Certes, il peut y avoir d'autres personnes qui manifestent de l'intérêt pour la mairie, comme celle déjà annoncée d'Adis Simidzija, un nom bien difficile à retenir et à prononcer, qui apparaît pour l'instant marginal. Mais dès lors qu'Aubin est confirmé, il n'y a plus de place pour une autre candidature sérieuse, sans ruiner les chances de l'un et de l'autre par une inévitable division du vote.

Le défi reste de taille pour Aubin, mais loin d'être insurmontable. Du moins mathématiquement. 

Aux élections de 2009, dans une lutte à deux, en canalisant tout le vote de mécontentement, l'architecte André Carle avait obtenu 45 % des suffrages. À l'élection de 2013, Sylvie Tardif avait recueilli un peu plus de 31 % des voix. Mais avec cinq adversaires à Lévesque, le vote d'opposition s'était fracturé, principalement en raison de la présence d'une autre conseillère municipale sur les rangs, Catherine Dufresne, pourtant jusque-là alliée du Groupe des 7. Elle avait détourné en sa faveur 14 % d'un vote d'opposition qui aurait dû, en théorie, tomber du bord de Sylvie Tardif.

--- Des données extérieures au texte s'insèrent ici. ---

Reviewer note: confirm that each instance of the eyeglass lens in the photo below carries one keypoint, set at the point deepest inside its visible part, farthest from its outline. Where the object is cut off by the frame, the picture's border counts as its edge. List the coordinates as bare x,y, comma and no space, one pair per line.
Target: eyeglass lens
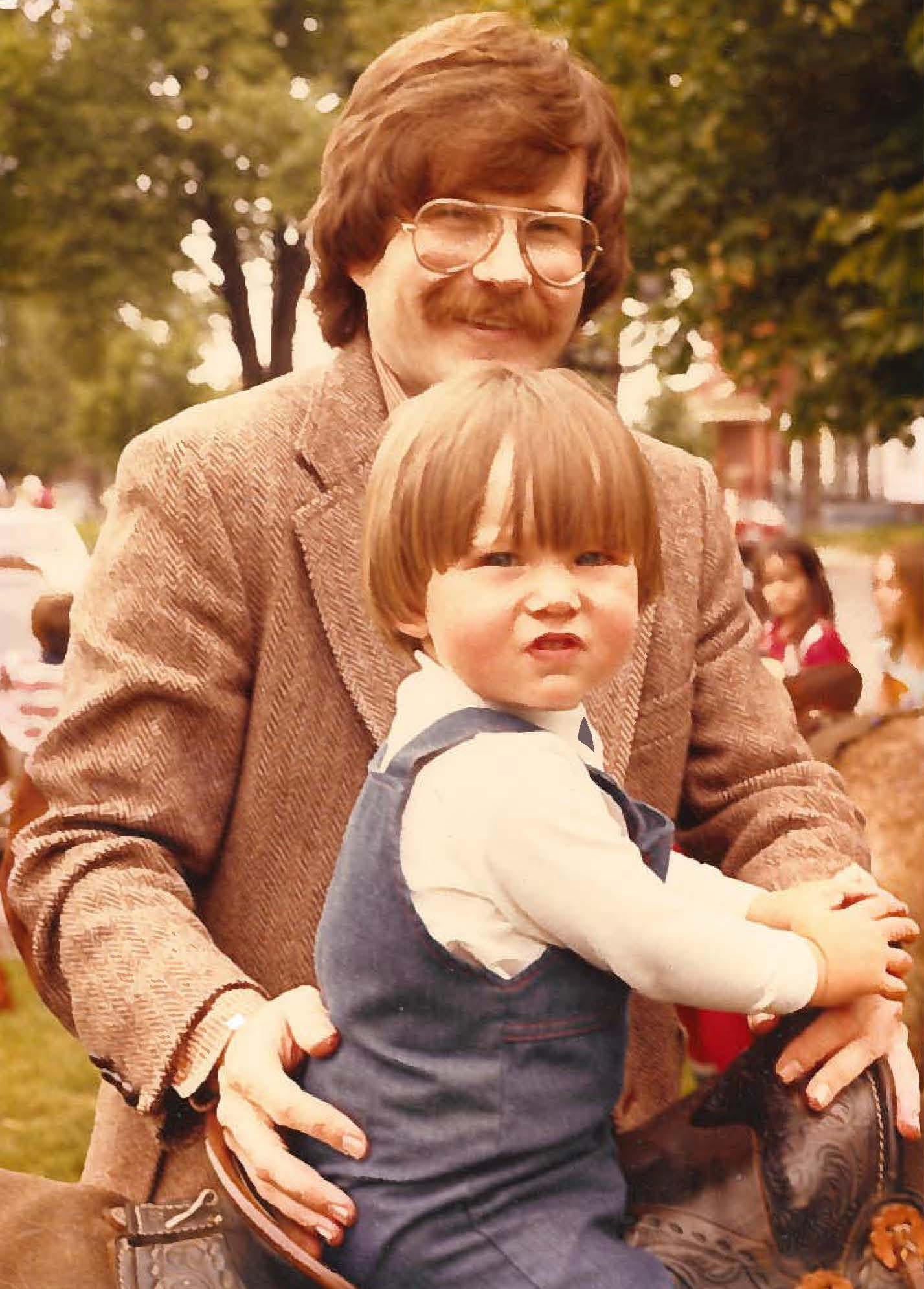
451,236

Ce qui lui aurait conféré 45 % des suffrages. Insuffisant pour lui apporter la victoire, mais pas loin.

On peut donc en principe tenir pour acquis que la base de vote sur laquelle Aubin peut se fonder se situe elle aussi à 45 %. 

C'est loin d'être négligeable. Quelques déplacements de l'électorat et la victoire devient possible.

Sauf qu'Yves Lévesque dispose d'un bloc de votes assez solide, quasi imperméable aux critiques qu'on peut entretenir à son endroit. Mais qui s'effrite un petit peu à chaque élection, au point que ses appuis sont descendus sous la barre critique des 50% en 2015.

Dans une lutte polarisée à deux, ce n'est pas sans risque pour lui. 

À moins que celui-ci puisse profiter d'un certain regain de popularité.

Ce qui n'est pas impossible, mais assez rare en politique.  

Il y a quand même que les trois dernières années ont été plutôt calmes à l'hôtel de ville. Sauf en quelques occasions, entre autres dans le dossier de la fluoration de l'eau, un dossier qui a été réglé, les tempêtes citoyennes se sont faites rares. Ce qui a décanté l'esprit d'opposition et peut-être une partie de la mobilisation électorale des adversaires, devenus plus résignés que combatifs.

L'année électorale ne sera pas non plus mauvaise pour Lévesque. Il y a beaucoup de bonnes nouvelles économiques à venir comme la construction du centre de congrès et la bonification de l'offre hôtelière au Delta, la mise en chantier du colisée, le déblocage prévisible du District 55, quelques bons spectacles à l'amphithéâtre, plus de pavage dans les rues et même, qui sait, des jets d'eau qui parviendraient à éblouir des récalcitrants... sans compter, question d'apaiser le feu des ulcères de contribuables, l'exposition rassurante du nouveau thermomètre de la dette descendante.

Quelques semaines encore et on verra bien poindre un peu plus de chaleur électorale.